Divagations U-bahnesques

louison-ty

Aimer depuis Berlin

Comprends que je t'écris pour que tu te souviennes, de ma voix, grave à nos réveils, rauque à nos entrevues dans les bas fonds enfumés de la ville, tremblante à ton toucher. De mes yeux qui sur toi se posaient avec la plus grande candeur de l'amitié fragile. J'entame ce soir la cinquième lettre, elle va venir se poser sur les autres, c'est un petit tas d'amour que je regardes pour te garder rien qu'un peu. Elle dominera mes mots d'hier pour cette nuit seulement et demain un autre feuillet viendra la cacher par d'autres pensées et fantasmes accablants pour mon cœur. Je te raconte tout, de mes premiers pas hors du lit à mon vagabondage quotidien dans les rues où je te cherche toujours du coin de l'œil sachant bien qu'un miracle seulement te ferait apparaître dans l'ombre des immeubles froids. Je te décris mon menu, souvent tu aurais été consternée par mon régime digne d'un pauvre étudiant.

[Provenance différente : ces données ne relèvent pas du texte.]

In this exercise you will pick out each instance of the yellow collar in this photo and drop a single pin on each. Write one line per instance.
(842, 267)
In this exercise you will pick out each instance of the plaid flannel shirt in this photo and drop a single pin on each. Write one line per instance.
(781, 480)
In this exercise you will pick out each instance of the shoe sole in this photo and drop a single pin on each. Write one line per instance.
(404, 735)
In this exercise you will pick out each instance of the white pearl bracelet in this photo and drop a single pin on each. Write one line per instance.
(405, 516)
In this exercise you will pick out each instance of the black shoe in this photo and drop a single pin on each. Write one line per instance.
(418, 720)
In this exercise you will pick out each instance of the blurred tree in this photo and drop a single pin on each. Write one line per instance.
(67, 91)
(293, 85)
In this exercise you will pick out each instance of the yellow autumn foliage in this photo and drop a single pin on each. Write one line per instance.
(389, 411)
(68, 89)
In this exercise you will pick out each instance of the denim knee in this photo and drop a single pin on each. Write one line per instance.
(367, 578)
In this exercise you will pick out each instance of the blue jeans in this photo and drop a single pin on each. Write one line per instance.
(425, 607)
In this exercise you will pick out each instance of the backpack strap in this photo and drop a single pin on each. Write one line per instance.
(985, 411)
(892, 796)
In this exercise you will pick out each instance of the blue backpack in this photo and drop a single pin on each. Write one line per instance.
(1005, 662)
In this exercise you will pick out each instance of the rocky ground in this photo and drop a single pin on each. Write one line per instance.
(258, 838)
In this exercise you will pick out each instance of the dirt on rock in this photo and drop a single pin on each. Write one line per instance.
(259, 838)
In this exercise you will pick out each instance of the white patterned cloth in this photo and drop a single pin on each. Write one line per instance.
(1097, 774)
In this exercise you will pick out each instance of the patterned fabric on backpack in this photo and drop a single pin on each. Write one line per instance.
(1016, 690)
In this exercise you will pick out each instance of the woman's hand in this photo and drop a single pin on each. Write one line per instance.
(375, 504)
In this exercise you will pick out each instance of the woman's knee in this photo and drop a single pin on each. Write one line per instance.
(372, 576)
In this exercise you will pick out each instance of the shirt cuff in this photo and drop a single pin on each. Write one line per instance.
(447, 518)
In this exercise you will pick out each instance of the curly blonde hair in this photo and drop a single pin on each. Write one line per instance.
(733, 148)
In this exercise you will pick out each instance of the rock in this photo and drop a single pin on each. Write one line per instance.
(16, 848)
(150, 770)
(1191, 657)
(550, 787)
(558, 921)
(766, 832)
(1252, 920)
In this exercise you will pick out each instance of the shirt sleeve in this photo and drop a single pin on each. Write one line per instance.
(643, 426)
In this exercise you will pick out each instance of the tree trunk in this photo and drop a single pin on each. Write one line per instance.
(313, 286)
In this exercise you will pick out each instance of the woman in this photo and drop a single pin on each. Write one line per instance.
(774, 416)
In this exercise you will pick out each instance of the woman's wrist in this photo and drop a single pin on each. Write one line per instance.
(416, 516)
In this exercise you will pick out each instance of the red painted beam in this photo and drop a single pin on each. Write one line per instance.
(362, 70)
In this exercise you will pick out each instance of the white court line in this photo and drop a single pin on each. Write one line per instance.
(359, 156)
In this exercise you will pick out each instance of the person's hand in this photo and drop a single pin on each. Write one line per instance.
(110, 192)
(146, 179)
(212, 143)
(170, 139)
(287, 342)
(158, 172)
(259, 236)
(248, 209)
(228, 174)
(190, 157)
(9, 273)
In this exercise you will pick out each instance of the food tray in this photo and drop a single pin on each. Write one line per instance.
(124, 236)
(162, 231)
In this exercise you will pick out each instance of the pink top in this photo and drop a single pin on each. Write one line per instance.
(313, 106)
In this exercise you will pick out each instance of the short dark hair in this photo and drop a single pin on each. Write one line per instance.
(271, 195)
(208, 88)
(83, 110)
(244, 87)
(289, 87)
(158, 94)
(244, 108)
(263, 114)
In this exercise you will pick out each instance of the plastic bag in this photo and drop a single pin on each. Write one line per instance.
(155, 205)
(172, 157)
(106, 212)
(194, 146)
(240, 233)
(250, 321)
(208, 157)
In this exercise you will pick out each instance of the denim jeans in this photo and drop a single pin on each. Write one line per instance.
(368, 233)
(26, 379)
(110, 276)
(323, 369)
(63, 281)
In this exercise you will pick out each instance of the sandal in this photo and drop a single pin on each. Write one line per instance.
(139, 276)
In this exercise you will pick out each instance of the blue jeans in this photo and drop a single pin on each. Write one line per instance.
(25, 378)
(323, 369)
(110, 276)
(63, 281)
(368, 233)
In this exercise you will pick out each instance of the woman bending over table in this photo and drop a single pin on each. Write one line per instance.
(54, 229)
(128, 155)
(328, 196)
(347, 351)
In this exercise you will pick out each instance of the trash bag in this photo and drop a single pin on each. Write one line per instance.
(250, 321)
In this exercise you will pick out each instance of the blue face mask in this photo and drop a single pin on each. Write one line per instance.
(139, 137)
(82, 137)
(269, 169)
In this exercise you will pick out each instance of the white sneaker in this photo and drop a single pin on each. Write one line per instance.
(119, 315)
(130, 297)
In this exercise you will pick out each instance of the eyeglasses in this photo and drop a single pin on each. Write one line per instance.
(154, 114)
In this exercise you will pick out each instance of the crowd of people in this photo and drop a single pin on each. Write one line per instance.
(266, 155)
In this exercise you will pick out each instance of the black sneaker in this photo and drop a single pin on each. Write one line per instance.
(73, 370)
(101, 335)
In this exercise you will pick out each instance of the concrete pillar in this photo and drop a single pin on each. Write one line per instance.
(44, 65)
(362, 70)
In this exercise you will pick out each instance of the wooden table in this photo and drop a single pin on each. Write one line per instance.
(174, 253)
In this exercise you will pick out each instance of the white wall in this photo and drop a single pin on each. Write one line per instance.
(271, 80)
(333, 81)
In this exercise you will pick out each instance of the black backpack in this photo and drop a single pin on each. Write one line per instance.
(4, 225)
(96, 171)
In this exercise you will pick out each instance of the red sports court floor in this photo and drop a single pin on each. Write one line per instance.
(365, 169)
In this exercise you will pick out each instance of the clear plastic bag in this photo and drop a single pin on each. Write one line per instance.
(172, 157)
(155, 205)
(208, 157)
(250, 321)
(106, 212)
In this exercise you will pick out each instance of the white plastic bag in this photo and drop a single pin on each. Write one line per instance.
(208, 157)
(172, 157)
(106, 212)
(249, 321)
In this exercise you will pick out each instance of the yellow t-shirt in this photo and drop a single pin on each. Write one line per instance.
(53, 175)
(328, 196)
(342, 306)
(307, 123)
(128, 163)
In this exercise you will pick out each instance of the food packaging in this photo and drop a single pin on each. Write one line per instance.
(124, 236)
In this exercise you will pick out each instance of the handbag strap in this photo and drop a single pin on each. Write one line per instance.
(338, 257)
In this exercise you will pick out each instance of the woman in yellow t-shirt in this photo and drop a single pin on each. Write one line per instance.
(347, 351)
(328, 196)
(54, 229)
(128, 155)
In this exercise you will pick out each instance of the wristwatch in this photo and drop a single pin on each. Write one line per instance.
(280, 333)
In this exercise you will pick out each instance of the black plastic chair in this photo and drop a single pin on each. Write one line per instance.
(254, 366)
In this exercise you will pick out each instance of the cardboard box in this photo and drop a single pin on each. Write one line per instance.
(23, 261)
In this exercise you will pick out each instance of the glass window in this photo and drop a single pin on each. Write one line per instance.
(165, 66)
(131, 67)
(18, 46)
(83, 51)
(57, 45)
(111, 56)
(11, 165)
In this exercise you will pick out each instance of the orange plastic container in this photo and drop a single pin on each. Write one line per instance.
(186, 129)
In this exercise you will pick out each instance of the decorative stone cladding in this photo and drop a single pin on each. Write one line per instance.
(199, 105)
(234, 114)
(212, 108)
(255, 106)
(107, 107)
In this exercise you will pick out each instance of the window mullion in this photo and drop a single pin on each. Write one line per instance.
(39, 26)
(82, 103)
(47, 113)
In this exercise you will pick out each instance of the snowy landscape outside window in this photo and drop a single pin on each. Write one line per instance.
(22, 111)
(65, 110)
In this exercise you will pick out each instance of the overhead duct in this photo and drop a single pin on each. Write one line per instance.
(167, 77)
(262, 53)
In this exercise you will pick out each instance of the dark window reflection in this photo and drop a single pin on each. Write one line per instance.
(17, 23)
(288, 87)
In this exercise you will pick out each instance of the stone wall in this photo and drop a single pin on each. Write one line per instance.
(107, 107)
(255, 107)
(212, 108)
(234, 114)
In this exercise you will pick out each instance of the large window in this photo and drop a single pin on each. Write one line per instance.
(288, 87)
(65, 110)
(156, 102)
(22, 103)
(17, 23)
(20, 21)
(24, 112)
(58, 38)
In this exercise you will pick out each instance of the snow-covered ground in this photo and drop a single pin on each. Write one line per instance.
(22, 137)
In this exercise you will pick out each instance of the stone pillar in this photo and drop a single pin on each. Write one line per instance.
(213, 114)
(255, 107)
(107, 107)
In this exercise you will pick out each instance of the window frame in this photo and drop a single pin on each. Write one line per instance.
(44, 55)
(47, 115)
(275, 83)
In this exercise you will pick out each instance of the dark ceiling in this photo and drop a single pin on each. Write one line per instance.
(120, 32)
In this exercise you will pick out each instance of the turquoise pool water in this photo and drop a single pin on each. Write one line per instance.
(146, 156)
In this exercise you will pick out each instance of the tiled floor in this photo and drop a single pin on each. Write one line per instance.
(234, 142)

Je te dépeins mes après-midi au restaurant, chaque épluchure est une image de toi qui s'envole en un souhait, que tu te souviennes. Je n'ai entendu ta voix que deux fois là-bas, cristalline de pudeur puis excessive par l'alcool que tu ingurgitais sûrement pour ne plus rougir à mes regards. J'aurais dû peut-être rester à tes côtés, ne pas continuer dans mon projet enfantin de fuir pour un meilleur monde illusoire. Tu m'as écrit une fois depuis mon départ et je ne peux me résoudre à te répondre. Je te parle tous les jours pourtant, les femmes que j'enlace sont de simples imitations de ta perfection. Toi, la fille qu'on ne remarque pas, au visage simple, pas beau, peut-être même un peu amusant avec tes joues rondes, ta petite bouche rosée, tes cheveux qui n'en font qu'à leur tête sur la tienne. Et pourtant je sais qu'un autre te trouvera, et comme avec moi tu le repousseras pour mieux l'accueillir, je ne serai plus qu'un lourd souvenir raté tandis que mes lettres resteront dans le tiroir impuissantes. Tu ne te souviendras bientôt plus et moi je me souviendrai de tout.